# O-matic Celebrity Review



## twin89 (Jan 21, 2009)

Okay, so basically the wonderful Wiredsports has mailed a new board and bindings to my house, and since my brother (his board) is in the marines right now i have had the wonderful pleasure of riding the board a few times, here goes my (i'll try to be) unbiased review.

Location: Snow Summit/Bear Mtn.

Conditions: Bluebird with relatively new snow, groomed(it snowed like 6 inches 3 or 4 days ago).

Set-up: 08-09 152 O-matic Celebrity w/my Ride Rx Bindings and 10.5 Burton Freestyle Boots

Preconceived Notions: I have never ridden an O-matic board before and had never really read any reviews on them, and as many of you may know, discussions about them on this forum are pretty much non-existent. So i didn't really know what to expect from this board, but from hand flexing it, flex seemed to be MUCH stiffer than my Capita Stairmaster and Rome Agent. The board also has a very nice top sheet and nice poppy graphics on the bottom (Die cut Sintered base).

Weight: i would say this board is prob average weight, MUCH lighter than my Agent and noticeable heavier than my stairmaster.

Flex: A nice stiff flex, i really had to put in effort to tail press this thing, but then again i'm only 145 lbs @ 6 feet tall.
Much stiffer than both my Agent and Stairmaster. This board would be perfect for large kickers and bombing of any kind.

Pop: VERY Poppy, prob due to the carbon stringers and tri axial glass. I loved this part of the board, i was hitting every single lip on the runs i could find and soaring, soo much fun.

Turning: This board was nice and responsive, and bit nicely into the groomers, when i would carry a lot of speed into a carve there was no lack of edge hold, however as expected of me my toe side carves were better than heelside (not boards fault). Edge to edge was pretty quick and not sluggish. With this board i could spray A LOT of snow, was really fun cause ridding with my friends=spray each other as much as possible.

(I put a 2 degree base bevel on this board and a 2 degree side bevel as well, and i took a file and very slightly detuned the contact points and then heavily detuned the tip and tail, the rest of the edges are factory sharp)

Stability: One of my friends Skis and i had no trouble keeping up with him (which i normally don't, perhaps the sintered base as opposed to the stairmaster i normally ride.) also, no hint of any chatter, i also went onto some ungroomed stuff that was really bumpy and this board handled it just fine. (although i have not yet ridden a board that does not)

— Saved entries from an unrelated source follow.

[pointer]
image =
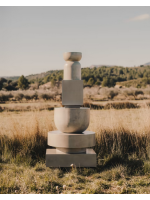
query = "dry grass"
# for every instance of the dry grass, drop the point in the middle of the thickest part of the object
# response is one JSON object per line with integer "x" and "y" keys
{"x": 122, "y": 147}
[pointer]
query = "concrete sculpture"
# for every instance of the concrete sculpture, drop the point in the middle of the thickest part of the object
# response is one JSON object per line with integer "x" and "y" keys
{"x": 72, "y": 143}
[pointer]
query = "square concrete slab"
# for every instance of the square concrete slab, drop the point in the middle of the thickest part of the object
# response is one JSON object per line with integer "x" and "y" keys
{"x": 56, "y": 159}
{"x": 72, "y": 92}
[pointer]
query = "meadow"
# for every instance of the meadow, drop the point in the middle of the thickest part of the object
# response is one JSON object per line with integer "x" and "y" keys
{"x": 122, "y": 147}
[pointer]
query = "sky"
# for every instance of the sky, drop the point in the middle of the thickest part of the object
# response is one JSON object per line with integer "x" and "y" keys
{"x": 33, "y": 39}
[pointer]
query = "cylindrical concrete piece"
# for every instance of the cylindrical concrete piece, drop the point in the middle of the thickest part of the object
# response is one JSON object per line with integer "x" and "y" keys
{"x": 71, "y": 150}
{"x": 72, "y": 56}
{"x": 71, "y": 140}
{"x": 72, "y": 120}
{"x": 72, "y": 70}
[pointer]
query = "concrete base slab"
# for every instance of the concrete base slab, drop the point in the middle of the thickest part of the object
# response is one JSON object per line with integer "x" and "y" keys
{"x": 55, "y": 158}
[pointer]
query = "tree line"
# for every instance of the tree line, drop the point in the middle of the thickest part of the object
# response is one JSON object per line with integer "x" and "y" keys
{"x": 104, "y": 76}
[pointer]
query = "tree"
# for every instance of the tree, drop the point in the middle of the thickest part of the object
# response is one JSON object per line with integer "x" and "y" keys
{"x": 23, "y": 83}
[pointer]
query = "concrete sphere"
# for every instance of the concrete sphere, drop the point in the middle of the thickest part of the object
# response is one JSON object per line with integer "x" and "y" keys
{"x": 72, "y": 70}
{"x": 72, "y": 120}
{"x": 72, "y": 56}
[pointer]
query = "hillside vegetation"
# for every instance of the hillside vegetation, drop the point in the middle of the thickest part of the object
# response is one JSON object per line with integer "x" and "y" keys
{"x": 104, "y": 76}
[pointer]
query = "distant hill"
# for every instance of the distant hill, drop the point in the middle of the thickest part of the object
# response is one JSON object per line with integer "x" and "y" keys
{"x": 92, "y": 66}
{"x": 13, "y": 78}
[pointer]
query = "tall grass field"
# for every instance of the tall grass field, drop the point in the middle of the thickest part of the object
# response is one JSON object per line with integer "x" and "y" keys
{"x": 122, "y": 148}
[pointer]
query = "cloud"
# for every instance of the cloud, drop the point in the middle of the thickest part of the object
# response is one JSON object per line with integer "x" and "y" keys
{"x": 140, "y": 17}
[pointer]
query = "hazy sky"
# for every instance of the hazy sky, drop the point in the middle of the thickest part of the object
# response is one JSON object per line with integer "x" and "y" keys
{"x": 33, "y": 39}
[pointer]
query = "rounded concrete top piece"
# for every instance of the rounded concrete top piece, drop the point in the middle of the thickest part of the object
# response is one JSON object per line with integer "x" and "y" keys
{"x": 72, "y": 56}
{"x": 69, "y": 140}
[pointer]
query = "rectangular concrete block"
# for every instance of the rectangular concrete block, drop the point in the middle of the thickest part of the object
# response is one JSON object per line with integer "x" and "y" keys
{"x": 72, "y": 92}
{"x": 56, "y": 159}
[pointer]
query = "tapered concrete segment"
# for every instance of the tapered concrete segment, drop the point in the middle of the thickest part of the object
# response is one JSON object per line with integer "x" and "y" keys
{"x": 54, "y": 159}
{"x": 72, "y": 70}
{"x": 72, "y": 56}
{"x": 72, "y": 120}
{"x": 72, "y": 92}
{"x": 71, "y": 140}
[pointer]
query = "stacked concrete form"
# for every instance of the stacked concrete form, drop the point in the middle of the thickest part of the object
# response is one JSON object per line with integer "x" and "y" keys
{"x": 73, "y": 144}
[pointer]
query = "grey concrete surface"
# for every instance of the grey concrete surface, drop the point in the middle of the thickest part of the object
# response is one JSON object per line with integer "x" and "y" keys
{"x": 71, "y": 140}
{"x": 72, "y": 70}
{"x": 72, "y": 120}
{"x": 72, "y": 56}
{"x": 55, "y": 159}
{"x": 72, "y": 92}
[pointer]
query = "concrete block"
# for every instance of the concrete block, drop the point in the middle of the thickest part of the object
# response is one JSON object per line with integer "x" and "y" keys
{"x": 72, "y": 92}
{"x": 56, "y": 159}
{"x": 72, "y": 56}
{"x": 71, "y": 140}
{"x": 72, "y": 120}
{"x": 72, "y": 70}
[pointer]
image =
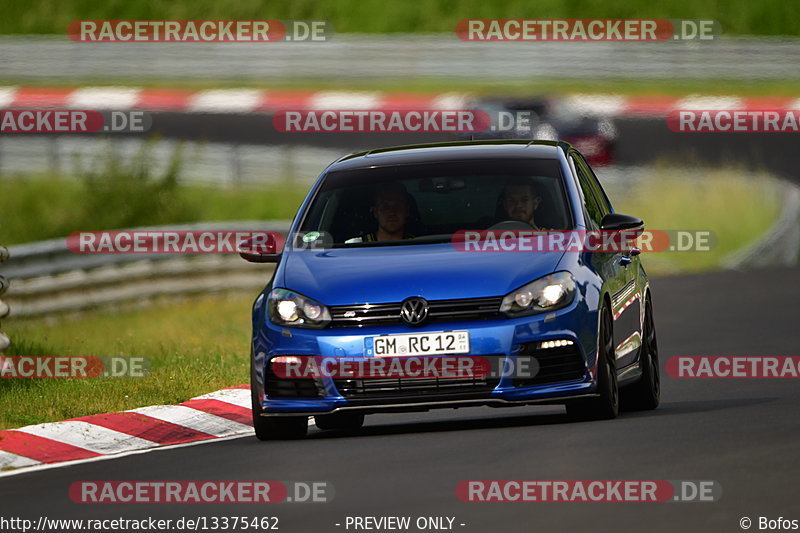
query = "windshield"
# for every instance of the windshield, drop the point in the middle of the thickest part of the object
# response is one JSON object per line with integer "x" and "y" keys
{"x": 425, "y": 203}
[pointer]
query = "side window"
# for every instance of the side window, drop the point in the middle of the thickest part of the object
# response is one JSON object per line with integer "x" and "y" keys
{"x": 600, "y": 194}
{"x": 589, "y": 199}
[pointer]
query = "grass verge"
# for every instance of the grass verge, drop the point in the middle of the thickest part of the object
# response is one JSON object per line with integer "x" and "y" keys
{"x": 192, "y": 347}
{"x": 766, "y": 17}
{"x": 736, "y": 206}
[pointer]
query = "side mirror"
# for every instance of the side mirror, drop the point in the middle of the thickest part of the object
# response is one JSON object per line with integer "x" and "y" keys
{"x": 263, "y": 248}
{"x": 619, "y": 222}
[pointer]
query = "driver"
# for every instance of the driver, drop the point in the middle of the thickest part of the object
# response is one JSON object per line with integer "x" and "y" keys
{"x": 391, "y": 208}
{"x": 520, "y": 201}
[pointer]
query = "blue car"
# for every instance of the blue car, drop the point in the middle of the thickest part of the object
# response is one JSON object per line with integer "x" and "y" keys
{"x": 395, "y": 255}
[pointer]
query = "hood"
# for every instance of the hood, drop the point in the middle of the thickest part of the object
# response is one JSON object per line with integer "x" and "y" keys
{"x": 392, "y": 273}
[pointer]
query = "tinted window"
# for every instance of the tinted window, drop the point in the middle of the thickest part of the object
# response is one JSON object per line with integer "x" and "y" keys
{"x": 589, "y": 200}
{"x": 436, "y": 200}
{"x": 599, "y": 192}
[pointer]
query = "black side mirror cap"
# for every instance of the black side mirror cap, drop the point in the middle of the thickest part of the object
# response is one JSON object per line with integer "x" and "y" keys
{"x": 618, "y": 222}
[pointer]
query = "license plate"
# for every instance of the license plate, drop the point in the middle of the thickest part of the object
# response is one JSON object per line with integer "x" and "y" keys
{"x": 414, "y": 344}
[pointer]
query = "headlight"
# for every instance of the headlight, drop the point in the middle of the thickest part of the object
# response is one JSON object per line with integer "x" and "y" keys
{"x": 288, "y": 308}
{"x": 545, "y": 294}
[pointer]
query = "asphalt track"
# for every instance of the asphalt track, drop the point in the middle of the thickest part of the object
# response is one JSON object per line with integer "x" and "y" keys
{"x": 742, "y": 433}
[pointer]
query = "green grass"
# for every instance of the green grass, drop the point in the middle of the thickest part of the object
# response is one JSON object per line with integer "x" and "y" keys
{"x": 192, "y": 348}
{"x": 766, "y": 17}
{"x": 48, "y": 207}
{"x": 736, "y": 206}
{"x": 201, "y": 345}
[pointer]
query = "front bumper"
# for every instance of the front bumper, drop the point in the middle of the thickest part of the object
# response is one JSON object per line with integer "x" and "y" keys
{"x": 508, "y": 339}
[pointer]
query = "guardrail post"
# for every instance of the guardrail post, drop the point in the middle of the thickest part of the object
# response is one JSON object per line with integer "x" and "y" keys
{"x": 4, "y": 309}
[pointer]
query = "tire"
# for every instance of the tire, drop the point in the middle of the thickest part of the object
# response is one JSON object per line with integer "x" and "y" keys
{"x": 274, "y": 427}
{"x": 645, "y": 394}
{"x": 345, "y": 421}
{"x": 605, "y": 406}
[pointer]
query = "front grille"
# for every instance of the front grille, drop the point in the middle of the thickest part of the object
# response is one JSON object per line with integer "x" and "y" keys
{"x": 438, "y": 311}
{"x": 292, "y": 388}
{"x": 411, "y": 387}
{"x": 564, "y": 363}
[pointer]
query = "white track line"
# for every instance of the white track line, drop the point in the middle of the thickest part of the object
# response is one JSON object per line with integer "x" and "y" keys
{"x": 194, "y": 419}
{"x": 12, "y": 460}
{"x": 88, "y": 436}
{"x": 344, "y": 100}
{"x": 226, "y": 100}
{"x": 240, "y": 397}
{"x": 48, "y": 466}
{"x": 103, "y": 98}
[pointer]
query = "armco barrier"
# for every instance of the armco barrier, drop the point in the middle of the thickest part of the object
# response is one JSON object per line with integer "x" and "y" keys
{"x": 48, "y": 277}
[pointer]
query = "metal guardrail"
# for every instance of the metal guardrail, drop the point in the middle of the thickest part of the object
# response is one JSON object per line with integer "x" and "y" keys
{"x": 400, "y": 56}
{"x": 48, "y": 277}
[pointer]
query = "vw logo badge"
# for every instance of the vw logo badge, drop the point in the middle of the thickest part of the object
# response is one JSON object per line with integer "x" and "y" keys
{"x": 414, "y": 310}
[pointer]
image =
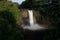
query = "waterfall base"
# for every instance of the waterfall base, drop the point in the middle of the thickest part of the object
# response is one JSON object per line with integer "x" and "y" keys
{"x": 34, "y": 27}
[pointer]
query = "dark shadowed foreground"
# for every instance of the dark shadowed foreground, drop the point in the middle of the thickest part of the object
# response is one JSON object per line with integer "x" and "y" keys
{"x": 8, "y": 28}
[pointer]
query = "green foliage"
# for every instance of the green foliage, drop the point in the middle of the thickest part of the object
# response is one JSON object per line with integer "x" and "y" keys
{"x": 9, "y": 15}
{"x": 8, "y": 28}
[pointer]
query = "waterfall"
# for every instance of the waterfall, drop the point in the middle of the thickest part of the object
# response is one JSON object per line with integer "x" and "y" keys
{"x": 31, "y": 19}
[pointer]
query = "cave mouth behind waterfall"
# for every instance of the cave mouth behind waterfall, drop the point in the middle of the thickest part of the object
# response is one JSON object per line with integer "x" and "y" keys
{"x": 32, "y": 25}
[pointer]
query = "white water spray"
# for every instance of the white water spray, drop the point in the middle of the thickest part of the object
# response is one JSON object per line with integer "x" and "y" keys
{"x": 31, "y": 19}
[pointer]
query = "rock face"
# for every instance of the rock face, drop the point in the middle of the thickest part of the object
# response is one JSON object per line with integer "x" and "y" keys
{"x": 37, "y": 18}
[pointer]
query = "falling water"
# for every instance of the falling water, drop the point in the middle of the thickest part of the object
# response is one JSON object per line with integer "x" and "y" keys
{"x": 31, "y": 19}
{"x": 33, "y": 26}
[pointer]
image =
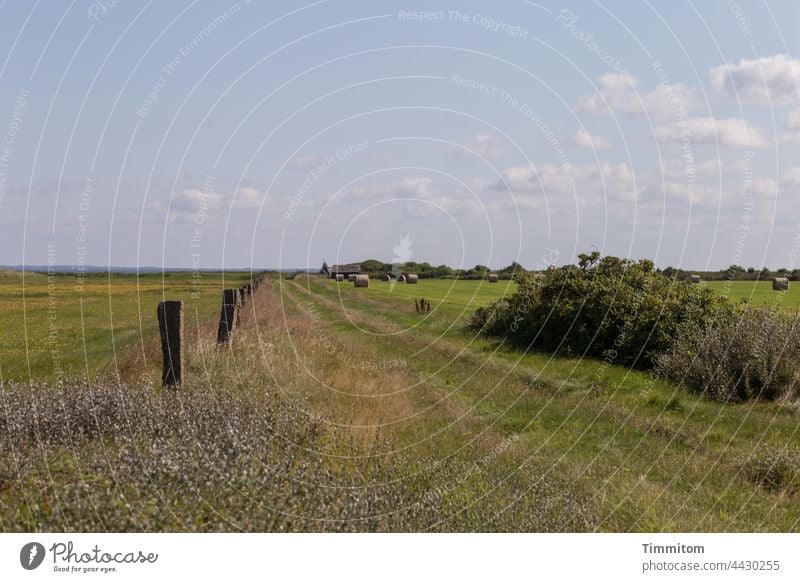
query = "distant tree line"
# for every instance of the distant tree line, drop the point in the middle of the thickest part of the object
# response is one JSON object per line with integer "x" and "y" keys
{"x": 733, "y": 273}
{"x": 374, "y": 267}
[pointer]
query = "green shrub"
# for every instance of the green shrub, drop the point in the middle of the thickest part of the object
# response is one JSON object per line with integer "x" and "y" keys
{"x": 620, "y": 310}
{"x": 751, "y": 353}
{"x": 775, "y": 471}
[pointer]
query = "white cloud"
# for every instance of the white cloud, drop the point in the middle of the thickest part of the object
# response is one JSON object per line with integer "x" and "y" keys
{"x": 791, "y": 132}
{"x": 768, "y": 80}
{"x": 584, "y": 139}
{"x": 590, "y": 183}
{"x": 303, "y": 163}
{"x": 620, "y": 93}
{"x": 188, "y": 203}
{"x": 246, "y": 198}
{"x": 707, "y": 130}
{"x": 486, "y": 145}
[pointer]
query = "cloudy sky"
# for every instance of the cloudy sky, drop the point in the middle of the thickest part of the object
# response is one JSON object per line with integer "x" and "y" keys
{"x": 244, "y": 134}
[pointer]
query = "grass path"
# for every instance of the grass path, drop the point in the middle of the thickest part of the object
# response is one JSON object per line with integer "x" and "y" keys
{"x": 652, "y": 456}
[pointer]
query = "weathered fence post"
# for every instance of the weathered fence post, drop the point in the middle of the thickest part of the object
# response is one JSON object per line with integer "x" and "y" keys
{"x": 228, "y": 315}
{"x": 240, "y": 301}
{"x": 170, "y": 325}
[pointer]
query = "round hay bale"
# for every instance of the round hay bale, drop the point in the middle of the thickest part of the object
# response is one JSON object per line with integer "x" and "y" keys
{"x": 780, "y": 284}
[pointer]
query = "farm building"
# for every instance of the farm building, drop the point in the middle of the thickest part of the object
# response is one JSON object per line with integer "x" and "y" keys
{"x": 343, "y": 270}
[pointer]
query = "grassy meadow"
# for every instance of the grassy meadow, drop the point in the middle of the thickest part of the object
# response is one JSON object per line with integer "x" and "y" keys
{"x": 52, "y": 328}
{"x": 343, "y": 409}
{"x": 758, "y": 293}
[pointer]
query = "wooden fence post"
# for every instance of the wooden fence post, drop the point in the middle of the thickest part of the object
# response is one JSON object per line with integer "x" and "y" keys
{"x": 228, "y": 315}
{"x": 170, "y": 325}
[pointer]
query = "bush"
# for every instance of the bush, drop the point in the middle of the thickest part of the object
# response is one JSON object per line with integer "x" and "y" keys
{"x": 621, "y": 310}
{"x": 751, "y": 353}
{"x": 775, "y": 471}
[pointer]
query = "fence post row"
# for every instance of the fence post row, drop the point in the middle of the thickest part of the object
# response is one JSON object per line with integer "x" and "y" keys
{"x": 170, "y": 326}
{"x": 229, "y": 315}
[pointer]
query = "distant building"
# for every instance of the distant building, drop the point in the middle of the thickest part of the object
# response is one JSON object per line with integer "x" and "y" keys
{"x": 344, "y": 270}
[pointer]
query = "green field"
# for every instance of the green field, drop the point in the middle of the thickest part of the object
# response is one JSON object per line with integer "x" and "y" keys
{"x": 343, "y": 409}
{"x": 758, "y": 293}
{"x": 51, "y": 328}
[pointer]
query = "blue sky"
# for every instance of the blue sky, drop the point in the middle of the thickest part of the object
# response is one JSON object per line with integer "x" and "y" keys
{"x": 282, "y": 134}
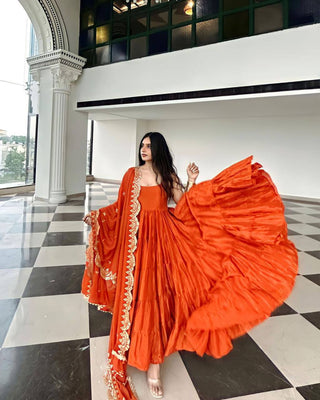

Switch: True Twin pretty much sums it up, but i didn't really ride switch much, and i suck at it (hehe need more practice).

Overall impression: I loved this board, i just felt so stable when charging and jumping on it, i went faster than i have ever gone. This board is more for an all mtn ridder that is looking in to the park and still wants to be able to charge out of the park, or a skilled park rider than is doing bigger jibs/jumps. Not really a jib board, it is just not soft enough. One odd thing i noticed about the board was that snow really liked to stick to the top sheet of it, much more so than my other boards. I'm not really a fan of the graphics but i do love the way it rides board. I was really impressed by the board, and encourage more people to consider O-matic.


----------



## FLuiD (Jul 6, 2009)




----------



## Guest (Jan 5, 2010)

twin89 said:


> Okay, so basically the wonderful Wiredsports has mailed a new board and bindings to my house, and since my brother (his board) is in the marines right now i have had the wonderful pleasure of riding the board a few times, here goes my (i'll try to be) unbiased review.
> 
> Location: Snow Summit/Bear Mtn.
> 
> ...


does this o matic have the BS??? i think its a pretty cool concept to have a raised base.


----------



## twin89 (Jan 21, 2009)

somebodyelse5 said:


> does this o matic have the BS??? i think its a pretty cool concept to have a raised base.


this board does not have the Wiggle stick thing or BS Technology, i'm not sure if those are the same thing or not lol. it has a regular flat base.

Questions are welcome =)


----------



## Guest (Jan 7, 2010)

twin89 said:


> this board does not have the Wiggle stick thing or BS Technology, i'm not sure if those are the same thing or not lol. it has a regular flat base.
> 
> Questions are welcome =)


damn i wanna hear how that board rides!!! 

It sounds like a cool idea. i just bet rolling onto an edge would feel wierd


----------